Summary of Shadow Reports:

To date, no shadow report has been submitted regarding the application of CEDAW in Tunisia.

Recent Updates:

Tunisia is often referred to as the most progressive country on women’s issues in the Arab world. Over the past several decades, government commitment to incorporating women into the public sphere, coupled with reforms to the personal status code, have helped the country achieve near gender equality. Under the Tunisian Code of Personal Status, women have rights nearly equal to that of their male counterparts, particularly with regards to marriage, divorce, child custody and autonomy of persons. Although Islam provided a foundation for these laws, there are no direct references to the religion in the Code. The Ministry of Women and Family Affairs have developed several media campaigns to promote awareness of women’s legal rights, particularly among illiterate women.

Female adult illiteracy has dropped 27% since 1980, but remains significant at 42%. Nevertheless, this figure is expected to drop as nearly 100% of girls were enrolled in primary school by 1998. Women currently make up approximately 31% of the workforce. President Ben Ali has been outspoken regarding the need to encourage women to participate in the workforce, in order to benefit overall economic development. It is known that Tunisia has a take a progressive view on women’s economic participation, particularly with regards to maternity leave policies and equal employment laws, which were established in 1966.

Women hold few high-level government positions, but their interests appear to be well-represented by the number of government bodies working to advance women’s rights. These include the Ministry of Women and Family Affairs, the National Women and Development Commission, and the National Council of Women and the Family. In addition, President Ben Ali announced in November 2007 that he would increase the ratio of women’s presence on the Constitutional Democratic Rally Party’s parliamentary and municipal election lists to at least 30%.

Aside from the government’s initiatives, several women’s organizations work to advance women’s rights in Tunisia. The largest civil society group is the National Union of Tunisian Women (UNFT), which has advocated for women’s access to education. Other groups, such as the Center for Studies, Research, Documentation and Information on Women (CREDIF) as well as the Association Tunisienne des Femmes Democrates, are active in researching and publicizing women’s issues. It is important to note, however, that some women’s organizations have been denied representation by the government.

On April 21, 2009, Magharebia in Tunis had an interview with Bochra Bel Haj Hmida, a lawyer, women’s rights activist, and former president of the Tunisian Association of Democratic Women, regarding the status of women’s rights in Tunisia. In 1999, Ms. Hmida created the Democratic Women petition, calling for equal inheritance rights among men and women. She is also an outspoken proponent of abolishing harassment against women, and opening the dialogue on sexually-based violence against women in Tunisia.

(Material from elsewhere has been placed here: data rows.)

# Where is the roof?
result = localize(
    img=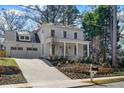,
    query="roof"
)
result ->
[42,23,82,31]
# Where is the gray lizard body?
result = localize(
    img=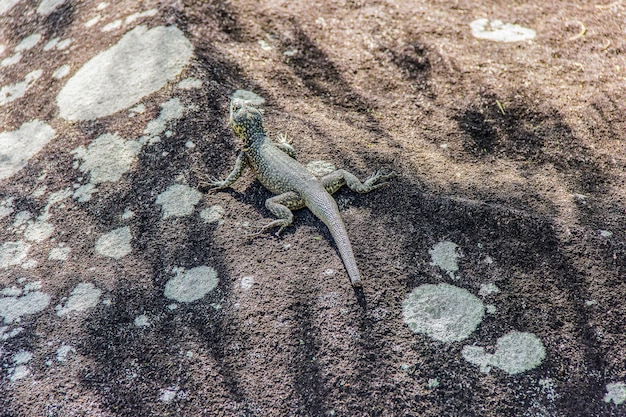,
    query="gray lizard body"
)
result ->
[200,99,393,286]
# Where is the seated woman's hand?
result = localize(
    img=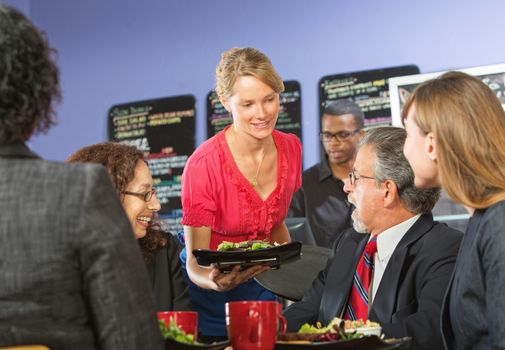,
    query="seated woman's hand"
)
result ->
[209,265,270,292]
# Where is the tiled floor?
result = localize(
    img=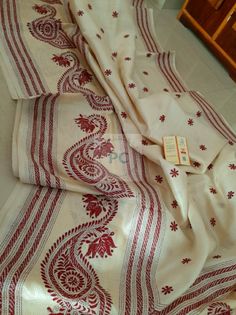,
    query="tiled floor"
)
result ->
[155,10,236,131]
[0,10,236,207]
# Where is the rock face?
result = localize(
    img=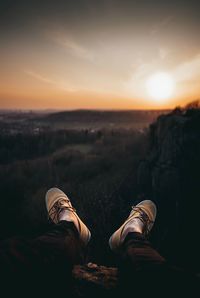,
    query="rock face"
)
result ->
[137,109,200,271]
[73,263,118,298]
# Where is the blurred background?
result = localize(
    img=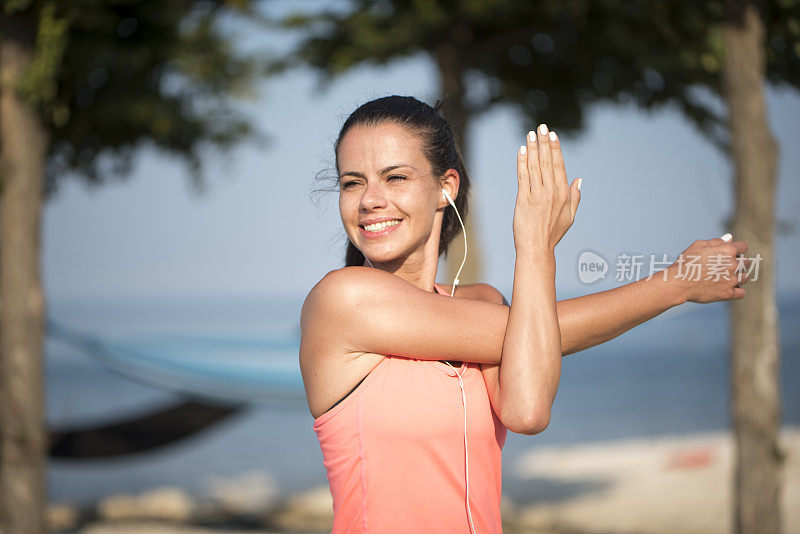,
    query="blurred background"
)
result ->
[1,1,800,532]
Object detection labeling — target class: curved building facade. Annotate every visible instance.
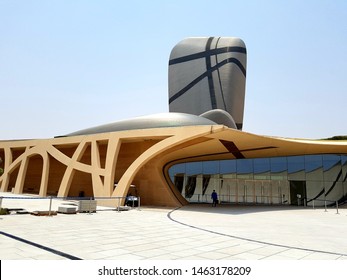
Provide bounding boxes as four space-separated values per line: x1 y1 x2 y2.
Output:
0 37 347 206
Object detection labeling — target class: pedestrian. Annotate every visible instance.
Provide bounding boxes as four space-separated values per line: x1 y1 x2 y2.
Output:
211 190 218 207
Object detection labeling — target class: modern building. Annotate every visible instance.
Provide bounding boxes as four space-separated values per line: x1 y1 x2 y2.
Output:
0 37 347 206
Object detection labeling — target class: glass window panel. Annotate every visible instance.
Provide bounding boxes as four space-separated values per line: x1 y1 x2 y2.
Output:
305 155 323 181
305 155 323 172
288 156 305 174
323 155 341 171
236 159 253 174
323 155 343 182
236 159 253 179
253 158 271 174
219 160 236 174
202 160 219 174
169 163 186 177
186 161 202 176
270 157 287 173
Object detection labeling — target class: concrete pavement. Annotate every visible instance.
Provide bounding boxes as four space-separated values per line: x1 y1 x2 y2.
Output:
0 193 347 260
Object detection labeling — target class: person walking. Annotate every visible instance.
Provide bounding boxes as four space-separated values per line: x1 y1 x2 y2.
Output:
211 190 218 207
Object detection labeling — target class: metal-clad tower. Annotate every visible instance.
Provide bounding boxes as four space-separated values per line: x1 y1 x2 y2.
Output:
169 37 247 129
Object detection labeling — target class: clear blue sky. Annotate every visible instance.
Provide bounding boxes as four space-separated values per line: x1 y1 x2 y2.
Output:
0 0 347 140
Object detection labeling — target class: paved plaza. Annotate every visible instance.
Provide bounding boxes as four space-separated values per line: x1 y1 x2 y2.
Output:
0 193 347 260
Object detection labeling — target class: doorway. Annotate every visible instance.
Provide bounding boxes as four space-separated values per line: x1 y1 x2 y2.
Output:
289 181 306 206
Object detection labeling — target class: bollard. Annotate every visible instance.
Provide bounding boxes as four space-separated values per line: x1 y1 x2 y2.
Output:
137 197 141 211
48 196 52 216
324 200 328 212
89 197 92 215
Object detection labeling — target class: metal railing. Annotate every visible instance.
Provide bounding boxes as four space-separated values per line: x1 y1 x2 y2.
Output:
0 195 141 216
185 194 288 204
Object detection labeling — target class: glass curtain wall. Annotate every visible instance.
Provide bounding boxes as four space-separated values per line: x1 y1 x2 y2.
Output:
169 155 347 206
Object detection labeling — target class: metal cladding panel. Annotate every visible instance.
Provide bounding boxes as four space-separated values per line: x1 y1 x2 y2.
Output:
169 37 247 129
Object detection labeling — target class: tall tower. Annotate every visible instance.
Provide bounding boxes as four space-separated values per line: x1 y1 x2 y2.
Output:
169 37 247 129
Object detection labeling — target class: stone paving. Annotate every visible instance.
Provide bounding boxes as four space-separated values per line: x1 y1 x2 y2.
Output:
0 193 347 260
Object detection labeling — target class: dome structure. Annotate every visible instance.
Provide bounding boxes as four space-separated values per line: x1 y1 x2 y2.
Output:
64 113 217 136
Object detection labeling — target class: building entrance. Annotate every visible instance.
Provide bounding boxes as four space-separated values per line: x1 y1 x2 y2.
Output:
289 181 307 206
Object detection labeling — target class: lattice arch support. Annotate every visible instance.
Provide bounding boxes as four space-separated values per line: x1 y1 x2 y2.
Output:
0 126 220 206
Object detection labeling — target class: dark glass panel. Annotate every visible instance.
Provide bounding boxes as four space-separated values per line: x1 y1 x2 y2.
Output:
202 160 219 174
219 159 236 174
186 161 202 175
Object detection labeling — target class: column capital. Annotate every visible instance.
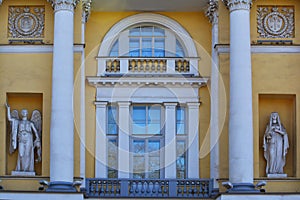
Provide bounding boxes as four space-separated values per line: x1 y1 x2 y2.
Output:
94 101 108 108
205 0 219 24
117 101 131 108
164 102 177 108
47 0 80 12
222 0 252 12
186 102 200 109
82 0 92 23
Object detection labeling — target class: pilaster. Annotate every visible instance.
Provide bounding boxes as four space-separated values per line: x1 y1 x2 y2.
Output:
164 103 177 178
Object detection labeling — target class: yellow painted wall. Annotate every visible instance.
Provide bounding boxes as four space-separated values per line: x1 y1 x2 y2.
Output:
85 12 211 178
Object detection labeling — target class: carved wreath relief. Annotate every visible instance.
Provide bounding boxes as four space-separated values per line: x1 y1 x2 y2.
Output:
257 6 295 38
8 6 45 38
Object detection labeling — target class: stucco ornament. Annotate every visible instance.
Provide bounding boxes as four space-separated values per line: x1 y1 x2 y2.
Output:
257 6 295 38
8 6 45 38
263 112 289 175
6 104 42 172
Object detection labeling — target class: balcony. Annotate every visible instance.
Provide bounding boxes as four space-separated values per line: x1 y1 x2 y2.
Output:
85 178 213 199
97 57 199 76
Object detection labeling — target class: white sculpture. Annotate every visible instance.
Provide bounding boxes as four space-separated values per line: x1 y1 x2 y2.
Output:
6 104 42 175
263 112 289 176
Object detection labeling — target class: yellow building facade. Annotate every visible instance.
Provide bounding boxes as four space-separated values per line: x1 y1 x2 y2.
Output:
0 0 300 199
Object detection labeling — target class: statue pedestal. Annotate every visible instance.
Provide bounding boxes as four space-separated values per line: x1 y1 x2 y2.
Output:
11 171 35 176
267 174 287 178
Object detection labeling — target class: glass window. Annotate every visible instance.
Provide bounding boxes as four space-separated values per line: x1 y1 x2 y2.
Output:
176 106 185 134
107 139 118 178
176 140 187 179
109 40 119 57
132 139 160 179
132 106 161 135
107 106 118 135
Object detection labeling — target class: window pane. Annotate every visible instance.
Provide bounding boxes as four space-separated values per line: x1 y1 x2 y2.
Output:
109 40 119 57
141 26 153 36
129 27 140 36
107 106 118 134
176 141 186 178
176 107 185 134
107 140 118 178
154 27 165 36
176 40 185 57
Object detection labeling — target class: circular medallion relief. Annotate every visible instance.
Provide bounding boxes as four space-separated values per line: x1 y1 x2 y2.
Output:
15 13 39 36
264 12 288 35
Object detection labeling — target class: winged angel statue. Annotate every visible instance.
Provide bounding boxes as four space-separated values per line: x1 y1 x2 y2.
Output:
6 103 42 172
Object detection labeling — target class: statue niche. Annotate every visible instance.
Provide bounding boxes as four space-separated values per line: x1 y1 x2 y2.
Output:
6 104 42 176
263 112 289 178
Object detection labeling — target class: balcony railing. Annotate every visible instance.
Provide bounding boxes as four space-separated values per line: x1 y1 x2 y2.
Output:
97 57 199 76
86 178 213 198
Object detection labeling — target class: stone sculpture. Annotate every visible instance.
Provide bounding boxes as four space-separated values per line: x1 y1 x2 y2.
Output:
6 104 42 175
263 112 289 177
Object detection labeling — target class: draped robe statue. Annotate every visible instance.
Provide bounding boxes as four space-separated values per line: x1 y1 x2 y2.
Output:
263 112 289 175
6 104 42 172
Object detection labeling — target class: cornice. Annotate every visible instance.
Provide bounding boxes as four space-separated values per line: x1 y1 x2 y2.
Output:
222 0 252 12
205 0 219 24
82 0 92 22
87 76 208 88
47 0 80 12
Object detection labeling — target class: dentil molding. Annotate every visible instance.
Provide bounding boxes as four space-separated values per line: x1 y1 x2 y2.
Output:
222 0 252 12
47 0 80 12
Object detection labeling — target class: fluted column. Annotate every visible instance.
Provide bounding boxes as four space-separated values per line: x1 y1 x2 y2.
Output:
118 102 130 178
186 102 200 178
48 0 77 191
206 0 220 188
227 0 254 191
164 103 177 178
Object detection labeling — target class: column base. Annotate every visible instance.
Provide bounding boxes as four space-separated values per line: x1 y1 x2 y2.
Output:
46 181 77 192
226 183 261 193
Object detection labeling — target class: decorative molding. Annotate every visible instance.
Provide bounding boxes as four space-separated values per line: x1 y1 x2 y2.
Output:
257 6 295 38
205 0 219 24
222 0 252 12
215 44 300 54
0 44 84 54
47 0 80 12
98 13 198 57
82 0 92 23
8 6 45 38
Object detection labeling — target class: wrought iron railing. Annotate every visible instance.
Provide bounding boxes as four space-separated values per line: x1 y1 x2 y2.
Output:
86 178 213 198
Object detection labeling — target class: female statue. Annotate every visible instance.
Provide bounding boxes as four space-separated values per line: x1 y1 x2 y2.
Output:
263 112 289 174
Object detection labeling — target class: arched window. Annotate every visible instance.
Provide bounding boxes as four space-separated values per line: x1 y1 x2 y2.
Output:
109 24 185 57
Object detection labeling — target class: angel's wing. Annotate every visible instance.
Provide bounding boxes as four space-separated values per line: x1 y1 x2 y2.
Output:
30 110 42 140
9 110 19 154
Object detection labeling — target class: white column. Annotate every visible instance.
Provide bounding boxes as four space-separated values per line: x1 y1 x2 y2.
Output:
95 102 107 178
50 0 76 186
206 0 220 188
118 102 131 178
187 103 200 178
164 103 177 178
228 0 253 186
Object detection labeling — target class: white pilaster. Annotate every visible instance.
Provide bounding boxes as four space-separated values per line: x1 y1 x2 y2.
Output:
187 103 200 178
95 102 107 178
164 103 177 178
50 0 77 182
206 0 219 188
227 0 253 185
118 102 131 178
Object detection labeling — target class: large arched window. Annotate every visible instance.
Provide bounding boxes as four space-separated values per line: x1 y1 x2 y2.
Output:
109 24 185 57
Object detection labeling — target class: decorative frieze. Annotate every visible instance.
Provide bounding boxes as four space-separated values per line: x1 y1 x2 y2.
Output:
205 0 219 24
257 6 295 38
47 0 80 11
8 6 45 38
222 0 252 12
82 0 92 22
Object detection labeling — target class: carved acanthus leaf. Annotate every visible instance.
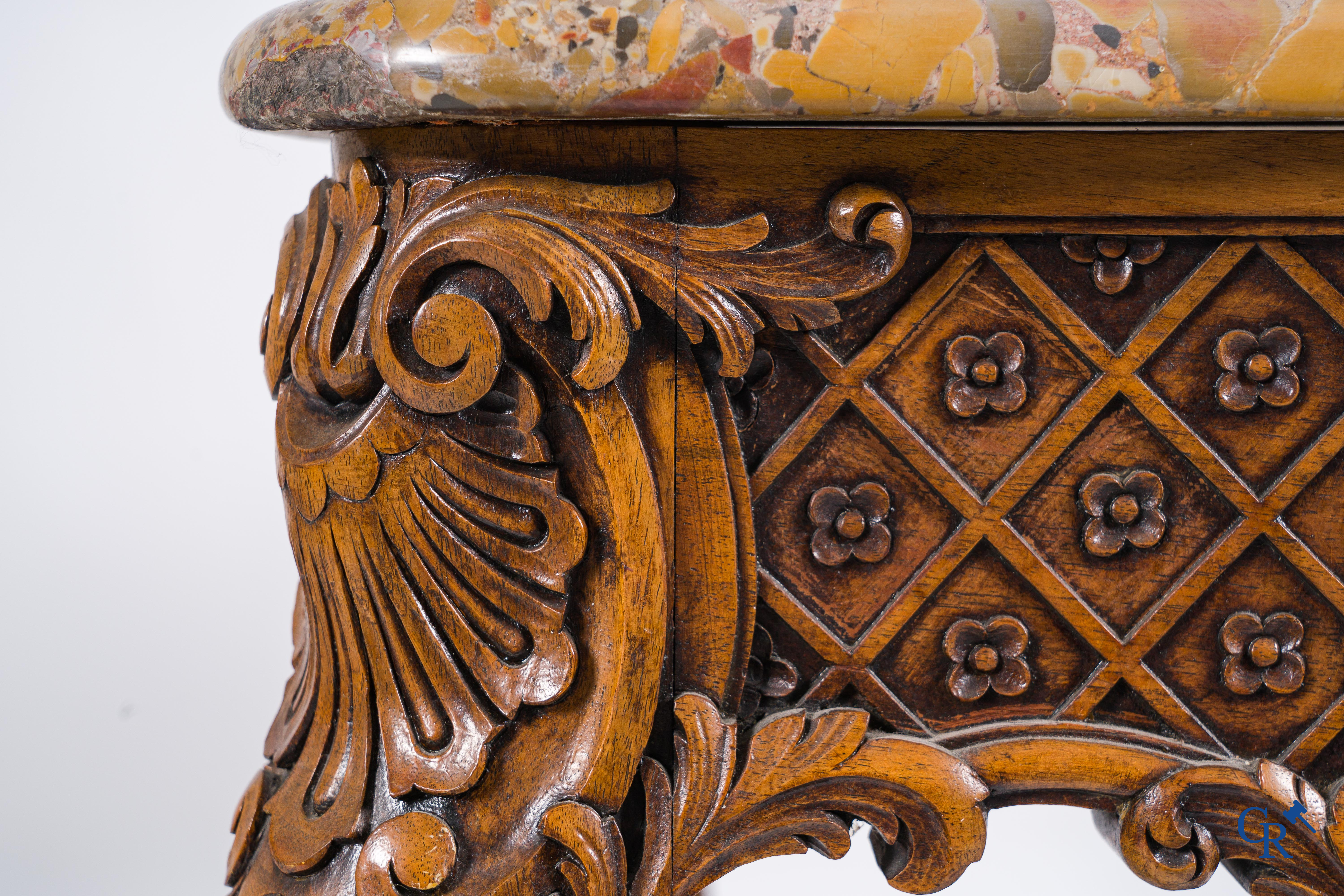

In her interview, Ms. Hmida made note of a possible decline in Tunisian Women’s gains for four main reasons: 1) the political and cultural landscape in the Arab world, 2) western policies affected the Arab region, 3) propaganda used by the state, and 4) the media. Despite the overall progress towards advancing women’s rights in Tunisia, Ms. Hmida warned that the government’s inconsistent views towards Islam in the political, social and cultural spheres cast doubt on the legitimacy of the rights enjoyed by Tunisian women.